Глеб заплакал. Ему очень не хотелось умирать. Ужасно, просто немыслимо сильно ему хотелось жить, несмотря ни на что. Пусть даже весь мир вокруг превращается в ад, но ему не хотелось умирать.
Очередное щупальце обвилось вокруг одеяла и рывком сдернуло его на пол. Глеб увидел, как существо на потолке, все еще шипя, как рассерженная кошка, раскачивается из стороны в сторону и одновременно подается вниз, вытягиваясь, словно капля. Отростки сделались толще и длиннее. Они качнулись назад, набирая скорость. Глеб зажмурился.
Но удара не последовало.
— Пошла вон! — раздался сердитый голос. — Вон говорю, негодная!
3Титовка просыпалась рано. Солнце еще только взошло, погасли уличные фонари, а участки за низкими деревянными заборами уже наполнились жизнью и звуками. Лаяли собаки, кто-то крикнул и ему отозвались с другой стороны поселка, затарахтел автомобильный двигатель. В течение часа жизнь постепенно набирала обороты, разгонялась, стряхивая ночное оцепенение, и оно летело прочь каплями холодной блестящей росы.
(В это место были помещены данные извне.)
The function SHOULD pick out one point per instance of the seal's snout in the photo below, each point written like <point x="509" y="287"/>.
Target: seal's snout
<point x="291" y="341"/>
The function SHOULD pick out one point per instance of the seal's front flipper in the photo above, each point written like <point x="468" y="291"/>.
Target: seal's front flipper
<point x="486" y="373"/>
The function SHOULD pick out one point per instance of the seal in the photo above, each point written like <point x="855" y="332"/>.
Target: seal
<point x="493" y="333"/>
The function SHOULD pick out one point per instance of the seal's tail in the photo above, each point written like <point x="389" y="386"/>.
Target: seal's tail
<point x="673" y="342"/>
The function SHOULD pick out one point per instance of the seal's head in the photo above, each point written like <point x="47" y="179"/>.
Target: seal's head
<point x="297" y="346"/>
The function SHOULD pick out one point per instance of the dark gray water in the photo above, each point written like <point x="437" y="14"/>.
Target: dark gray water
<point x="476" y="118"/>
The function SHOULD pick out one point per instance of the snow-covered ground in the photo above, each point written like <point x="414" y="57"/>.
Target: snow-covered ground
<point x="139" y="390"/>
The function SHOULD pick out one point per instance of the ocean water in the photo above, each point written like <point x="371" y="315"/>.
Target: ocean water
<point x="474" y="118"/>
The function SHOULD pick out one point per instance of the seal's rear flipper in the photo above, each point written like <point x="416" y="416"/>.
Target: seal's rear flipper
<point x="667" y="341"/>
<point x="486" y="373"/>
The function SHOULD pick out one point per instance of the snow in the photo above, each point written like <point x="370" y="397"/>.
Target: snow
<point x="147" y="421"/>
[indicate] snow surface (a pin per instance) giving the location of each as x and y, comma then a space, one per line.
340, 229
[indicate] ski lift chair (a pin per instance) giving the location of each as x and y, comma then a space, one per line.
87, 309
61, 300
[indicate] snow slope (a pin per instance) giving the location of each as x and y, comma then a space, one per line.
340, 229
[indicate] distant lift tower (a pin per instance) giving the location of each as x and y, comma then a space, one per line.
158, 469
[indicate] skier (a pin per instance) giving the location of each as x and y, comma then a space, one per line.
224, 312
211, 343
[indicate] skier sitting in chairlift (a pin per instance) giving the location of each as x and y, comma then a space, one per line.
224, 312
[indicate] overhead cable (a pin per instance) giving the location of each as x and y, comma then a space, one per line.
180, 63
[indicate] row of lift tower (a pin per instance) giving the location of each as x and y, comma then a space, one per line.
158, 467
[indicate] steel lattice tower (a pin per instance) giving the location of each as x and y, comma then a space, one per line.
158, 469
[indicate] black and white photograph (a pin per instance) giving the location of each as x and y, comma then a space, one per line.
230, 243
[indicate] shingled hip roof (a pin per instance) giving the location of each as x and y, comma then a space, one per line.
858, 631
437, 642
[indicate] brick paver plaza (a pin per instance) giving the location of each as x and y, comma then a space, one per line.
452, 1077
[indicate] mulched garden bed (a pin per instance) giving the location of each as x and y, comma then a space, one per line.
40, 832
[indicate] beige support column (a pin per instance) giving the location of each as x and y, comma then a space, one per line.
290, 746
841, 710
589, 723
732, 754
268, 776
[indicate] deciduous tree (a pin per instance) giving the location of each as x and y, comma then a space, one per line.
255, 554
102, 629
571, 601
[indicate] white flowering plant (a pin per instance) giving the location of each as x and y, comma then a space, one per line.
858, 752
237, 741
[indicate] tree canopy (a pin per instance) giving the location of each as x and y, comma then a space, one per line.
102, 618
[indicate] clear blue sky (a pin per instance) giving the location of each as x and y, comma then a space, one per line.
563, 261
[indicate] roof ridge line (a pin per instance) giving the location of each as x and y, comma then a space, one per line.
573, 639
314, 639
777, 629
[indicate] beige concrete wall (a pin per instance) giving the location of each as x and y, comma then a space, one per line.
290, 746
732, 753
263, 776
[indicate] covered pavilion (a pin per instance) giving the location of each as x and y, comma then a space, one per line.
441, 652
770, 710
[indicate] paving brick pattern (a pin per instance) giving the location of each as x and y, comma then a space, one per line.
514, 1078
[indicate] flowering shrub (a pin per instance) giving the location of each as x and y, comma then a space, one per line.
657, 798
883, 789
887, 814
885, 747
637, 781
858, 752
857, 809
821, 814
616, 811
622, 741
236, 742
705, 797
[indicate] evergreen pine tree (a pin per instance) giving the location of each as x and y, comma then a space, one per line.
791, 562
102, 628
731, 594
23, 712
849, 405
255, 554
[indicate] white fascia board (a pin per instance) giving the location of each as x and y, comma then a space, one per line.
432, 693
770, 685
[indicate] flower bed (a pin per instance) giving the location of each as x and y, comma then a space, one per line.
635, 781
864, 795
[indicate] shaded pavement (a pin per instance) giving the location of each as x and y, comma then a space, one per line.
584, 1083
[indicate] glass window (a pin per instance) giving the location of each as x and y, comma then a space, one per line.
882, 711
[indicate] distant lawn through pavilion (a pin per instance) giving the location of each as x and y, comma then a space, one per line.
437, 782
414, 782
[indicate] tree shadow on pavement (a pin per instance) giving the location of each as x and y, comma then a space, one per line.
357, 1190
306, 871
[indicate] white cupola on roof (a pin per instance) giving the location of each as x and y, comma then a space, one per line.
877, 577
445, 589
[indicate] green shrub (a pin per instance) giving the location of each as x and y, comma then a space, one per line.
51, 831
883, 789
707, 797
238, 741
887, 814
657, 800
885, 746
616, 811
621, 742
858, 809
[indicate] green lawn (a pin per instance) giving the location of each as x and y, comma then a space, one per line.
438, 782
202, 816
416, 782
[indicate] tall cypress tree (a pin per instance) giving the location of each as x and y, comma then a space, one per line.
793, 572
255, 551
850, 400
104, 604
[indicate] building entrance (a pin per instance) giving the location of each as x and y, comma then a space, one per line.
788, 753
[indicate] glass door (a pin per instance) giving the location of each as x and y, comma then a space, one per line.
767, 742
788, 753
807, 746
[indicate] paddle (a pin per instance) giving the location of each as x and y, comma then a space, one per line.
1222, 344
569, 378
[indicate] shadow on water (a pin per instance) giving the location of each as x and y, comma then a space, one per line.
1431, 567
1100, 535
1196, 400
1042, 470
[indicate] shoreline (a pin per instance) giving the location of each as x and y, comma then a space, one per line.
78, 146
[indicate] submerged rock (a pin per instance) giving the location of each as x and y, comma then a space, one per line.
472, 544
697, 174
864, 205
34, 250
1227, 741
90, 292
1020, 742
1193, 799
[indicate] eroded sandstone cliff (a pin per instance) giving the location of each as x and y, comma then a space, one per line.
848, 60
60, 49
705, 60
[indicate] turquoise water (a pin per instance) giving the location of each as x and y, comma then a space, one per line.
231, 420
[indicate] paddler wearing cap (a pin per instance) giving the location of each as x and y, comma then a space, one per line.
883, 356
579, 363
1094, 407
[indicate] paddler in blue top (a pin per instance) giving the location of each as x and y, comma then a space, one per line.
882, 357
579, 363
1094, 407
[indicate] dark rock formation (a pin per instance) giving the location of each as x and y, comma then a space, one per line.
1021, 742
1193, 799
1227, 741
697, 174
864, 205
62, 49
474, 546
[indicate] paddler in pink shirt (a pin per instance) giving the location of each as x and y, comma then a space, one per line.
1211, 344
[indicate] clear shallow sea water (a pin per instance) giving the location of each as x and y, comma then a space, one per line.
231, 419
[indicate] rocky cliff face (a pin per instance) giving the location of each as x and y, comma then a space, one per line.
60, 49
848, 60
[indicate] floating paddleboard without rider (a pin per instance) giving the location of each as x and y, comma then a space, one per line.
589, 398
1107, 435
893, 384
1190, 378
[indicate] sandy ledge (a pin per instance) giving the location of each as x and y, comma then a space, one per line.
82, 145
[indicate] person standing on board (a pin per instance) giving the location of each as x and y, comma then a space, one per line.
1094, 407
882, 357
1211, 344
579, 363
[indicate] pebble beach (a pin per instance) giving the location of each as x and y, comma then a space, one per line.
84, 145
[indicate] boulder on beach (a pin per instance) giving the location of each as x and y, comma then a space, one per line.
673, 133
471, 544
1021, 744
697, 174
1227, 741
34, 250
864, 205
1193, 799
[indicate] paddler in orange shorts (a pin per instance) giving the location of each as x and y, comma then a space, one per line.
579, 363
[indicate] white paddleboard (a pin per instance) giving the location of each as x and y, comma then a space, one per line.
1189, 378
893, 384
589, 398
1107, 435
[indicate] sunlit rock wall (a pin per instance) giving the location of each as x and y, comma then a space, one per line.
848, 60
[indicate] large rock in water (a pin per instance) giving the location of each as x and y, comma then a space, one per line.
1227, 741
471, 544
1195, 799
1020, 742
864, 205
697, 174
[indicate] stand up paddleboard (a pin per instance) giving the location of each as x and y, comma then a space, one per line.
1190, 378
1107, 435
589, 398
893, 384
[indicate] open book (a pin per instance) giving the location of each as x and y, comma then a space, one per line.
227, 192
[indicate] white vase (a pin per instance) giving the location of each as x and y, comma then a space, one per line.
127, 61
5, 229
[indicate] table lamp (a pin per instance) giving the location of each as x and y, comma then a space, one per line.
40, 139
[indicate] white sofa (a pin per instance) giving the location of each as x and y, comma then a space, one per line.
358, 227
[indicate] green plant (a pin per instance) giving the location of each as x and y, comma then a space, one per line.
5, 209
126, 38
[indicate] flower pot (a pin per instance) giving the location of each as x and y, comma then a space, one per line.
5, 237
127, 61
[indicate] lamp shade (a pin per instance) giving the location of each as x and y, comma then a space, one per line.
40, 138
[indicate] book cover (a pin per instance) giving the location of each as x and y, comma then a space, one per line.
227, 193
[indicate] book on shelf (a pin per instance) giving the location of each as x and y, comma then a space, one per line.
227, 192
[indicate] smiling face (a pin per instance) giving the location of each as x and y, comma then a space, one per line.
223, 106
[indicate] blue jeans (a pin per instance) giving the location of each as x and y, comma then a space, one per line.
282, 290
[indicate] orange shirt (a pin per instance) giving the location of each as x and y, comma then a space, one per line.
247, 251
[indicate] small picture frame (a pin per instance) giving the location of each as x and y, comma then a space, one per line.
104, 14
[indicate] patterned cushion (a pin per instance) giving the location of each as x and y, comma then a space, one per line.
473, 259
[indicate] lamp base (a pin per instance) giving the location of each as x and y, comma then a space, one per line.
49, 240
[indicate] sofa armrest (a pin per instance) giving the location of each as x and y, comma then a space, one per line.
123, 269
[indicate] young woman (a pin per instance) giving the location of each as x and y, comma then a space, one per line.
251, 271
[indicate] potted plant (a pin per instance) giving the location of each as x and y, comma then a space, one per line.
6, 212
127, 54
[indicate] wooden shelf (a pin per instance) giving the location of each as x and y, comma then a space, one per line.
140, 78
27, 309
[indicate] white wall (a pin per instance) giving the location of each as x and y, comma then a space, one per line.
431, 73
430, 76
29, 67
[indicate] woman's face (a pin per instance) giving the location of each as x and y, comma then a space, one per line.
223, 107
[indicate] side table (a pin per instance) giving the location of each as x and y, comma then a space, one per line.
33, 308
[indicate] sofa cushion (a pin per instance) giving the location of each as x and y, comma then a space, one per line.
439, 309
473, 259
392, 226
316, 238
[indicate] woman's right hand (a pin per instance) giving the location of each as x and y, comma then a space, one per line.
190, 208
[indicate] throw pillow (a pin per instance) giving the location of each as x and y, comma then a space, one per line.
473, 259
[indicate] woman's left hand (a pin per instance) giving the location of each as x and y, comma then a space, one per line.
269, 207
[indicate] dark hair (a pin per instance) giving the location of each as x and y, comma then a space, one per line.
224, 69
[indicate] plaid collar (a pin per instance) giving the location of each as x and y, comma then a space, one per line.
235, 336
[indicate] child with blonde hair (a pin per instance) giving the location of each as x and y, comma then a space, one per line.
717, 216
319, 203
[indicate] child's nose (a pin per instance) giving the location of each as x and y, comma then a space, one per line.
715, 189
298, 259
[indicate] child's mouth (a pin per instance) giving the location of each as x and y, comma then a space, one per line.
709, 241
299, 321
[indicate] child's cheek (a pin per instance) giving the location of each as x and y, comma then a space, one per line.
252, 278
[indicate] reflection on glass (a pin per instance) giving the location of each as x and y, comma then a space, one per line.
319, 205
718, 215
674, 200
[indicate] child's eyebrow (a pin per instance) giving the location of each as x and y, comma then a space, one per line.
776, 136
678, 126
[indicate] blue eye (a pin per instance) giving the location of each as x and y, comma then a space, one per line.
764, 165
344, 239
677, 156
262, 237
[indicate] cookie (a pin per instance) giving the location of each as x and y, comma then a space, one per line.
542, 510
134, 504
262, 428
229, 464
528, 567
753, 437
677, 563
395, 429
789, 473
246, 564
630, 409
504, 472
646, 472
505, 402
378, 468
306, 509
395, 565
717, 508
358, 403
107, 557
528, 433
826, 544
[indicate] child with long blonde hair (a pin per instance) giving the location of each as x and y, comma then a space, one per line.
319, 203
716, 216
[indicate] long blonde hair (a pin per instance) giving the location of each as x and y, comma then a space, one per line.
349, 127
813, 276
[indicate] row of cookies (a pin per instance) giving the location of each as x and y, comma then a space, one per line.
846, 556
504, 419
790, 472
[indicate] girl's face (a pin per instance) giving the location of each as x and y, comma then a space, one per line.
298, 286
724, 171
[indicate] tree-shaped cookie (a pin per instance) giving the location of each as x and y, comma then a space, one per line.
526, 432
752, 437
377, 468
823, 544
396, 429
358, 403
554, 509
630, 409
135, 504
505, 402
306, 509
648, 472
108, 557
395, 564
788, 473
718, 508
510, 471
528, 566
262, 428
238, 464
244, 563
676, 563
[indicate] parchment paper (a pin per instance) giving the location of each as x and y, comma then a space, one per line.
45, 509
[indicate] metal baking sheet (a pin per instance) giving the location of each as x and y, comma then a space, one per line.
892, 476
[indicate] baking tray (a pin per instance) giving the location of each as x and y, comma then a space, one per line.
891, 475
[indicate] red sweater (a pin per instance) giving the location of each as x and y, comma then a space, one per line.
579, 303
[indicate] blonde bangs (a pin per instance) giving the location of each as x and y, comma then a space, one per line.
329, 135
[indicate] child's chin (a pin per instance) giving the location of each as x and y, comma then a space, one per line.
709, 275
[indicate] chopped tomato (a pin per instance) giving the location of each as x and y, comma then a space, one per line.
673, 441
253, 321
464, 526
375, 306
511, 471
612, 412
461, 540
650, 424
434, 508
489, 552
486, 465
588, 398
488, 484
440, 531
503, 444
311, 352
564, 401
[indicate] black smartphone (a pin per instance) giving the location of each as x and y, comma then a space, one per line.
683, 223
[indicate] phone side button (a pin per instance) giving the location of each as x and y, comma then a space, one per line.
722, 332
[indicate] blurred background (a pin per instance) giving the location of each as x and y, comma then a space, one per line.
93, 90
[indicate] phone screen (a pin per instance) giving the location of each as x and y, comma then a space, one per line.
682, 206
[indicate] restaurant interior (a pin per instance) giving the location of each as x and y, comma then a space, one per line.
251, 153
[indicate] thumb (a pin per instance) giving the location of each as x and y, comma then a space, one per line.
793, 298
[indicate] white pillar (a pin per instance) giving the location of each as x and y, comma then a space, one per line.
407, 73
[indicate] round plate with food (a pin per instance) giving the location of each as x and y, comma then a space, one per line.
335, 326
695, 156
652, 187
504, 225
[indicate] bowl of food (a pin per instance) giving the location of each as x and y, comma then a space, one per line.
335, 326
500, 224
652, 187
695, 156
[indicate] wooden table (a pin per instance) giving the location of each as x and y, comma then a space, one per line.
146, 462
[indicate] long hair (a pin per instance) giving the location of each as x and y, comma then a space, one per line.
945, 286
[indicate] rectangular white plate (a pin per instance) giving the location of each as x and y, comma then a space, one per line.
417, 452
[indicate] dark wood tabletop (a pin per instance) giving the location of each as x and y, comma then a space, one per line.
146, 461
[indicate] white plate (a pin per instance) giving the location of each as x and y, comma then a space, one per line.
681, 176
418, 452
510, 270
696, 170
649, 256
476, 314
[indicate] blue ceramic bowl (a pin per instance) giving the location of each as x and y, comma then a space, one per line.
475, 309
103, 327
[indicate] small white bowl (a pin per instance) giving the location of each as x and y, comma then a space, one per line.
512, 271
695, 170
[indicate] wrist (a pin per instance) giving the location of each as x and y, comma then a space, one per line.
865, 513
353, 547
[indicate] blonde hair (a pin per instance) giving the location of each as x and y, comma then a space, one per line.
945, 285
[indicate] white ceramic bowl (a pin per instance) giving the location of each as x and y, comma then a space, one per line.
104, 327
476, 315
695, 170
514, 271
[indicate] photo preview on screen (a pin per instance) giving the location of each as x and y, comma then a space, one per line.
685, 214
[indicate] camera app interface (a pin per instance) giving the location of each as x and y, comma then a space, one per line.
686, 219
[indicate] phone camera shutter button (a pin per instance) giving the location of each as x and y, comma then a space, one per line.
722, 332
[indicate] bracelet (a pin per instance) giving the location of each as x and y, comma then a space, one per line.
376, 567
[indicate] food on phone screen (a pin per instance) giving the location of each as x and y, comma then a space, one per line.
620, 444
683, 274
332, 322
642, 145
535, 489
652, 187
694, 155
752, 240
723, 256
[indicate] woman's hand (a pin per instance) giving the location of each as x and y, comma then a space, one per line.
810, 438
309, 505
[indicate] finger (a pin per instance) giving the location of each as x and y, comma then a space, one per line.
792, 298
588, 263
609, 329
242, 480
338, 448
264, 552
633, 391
Владимир Алексеевич Сытин, отец семейства и потомственный дачник, расположился на террасе в плетеном кресле с газетой в одной руке и чашкой кофе в другой. На журнальном столике возле него стояла вазочка с печеньем, откуда он брал по кусочку и, не глядя, отправлял в рот. Его жена сидела по другую сторону стола, жмурясь на яркое утреннее солнце, и пила чай с вареньем. Где-то закричал петух, с крыши пристройки сиганула в траву большая рыжая кошка.
Владимир Алексеевич перевернул страницу.
— Заговор спецслужб, — произнес он. — Что за поганая страна.
Жена не удостоила его ответом. Над вазочкой, тихо жужжа, пролетела муха. Она сделала пару кругов, а потом приземлилась на печенье и стала деловито ползать по нему, подрагивая крыльями. Владимир Алексеевич хмыкнул, отпил кофе и потянулся к вазочке. Муха взвилась в воздух крошечной темной точкой и исчезла в ветвях яблони. Сытин взял печенье, поднес ко рту…
— Черт те что!
… и откусил.
4Вчерашний день дался Насте тяжело. Мать не отходила от нее ни на шаг, и не было никакой возможности узнать, как дела у Анны и Федора. Эта неопределенность заставляла девушку нервничать и злиться: она огрызалась, все валилось из рук. Вечером, когда мать разговаривала с вернувшимся со службы отцом, Настя проскользнула к себе и набрала номер знахарки. Довольно долго она слышала лишь длинные гудки, а потом связь отключилась, оставив ее удивленной и испуганной. Повторные вызовы привели к тому же результату: к телефону никто не подошел.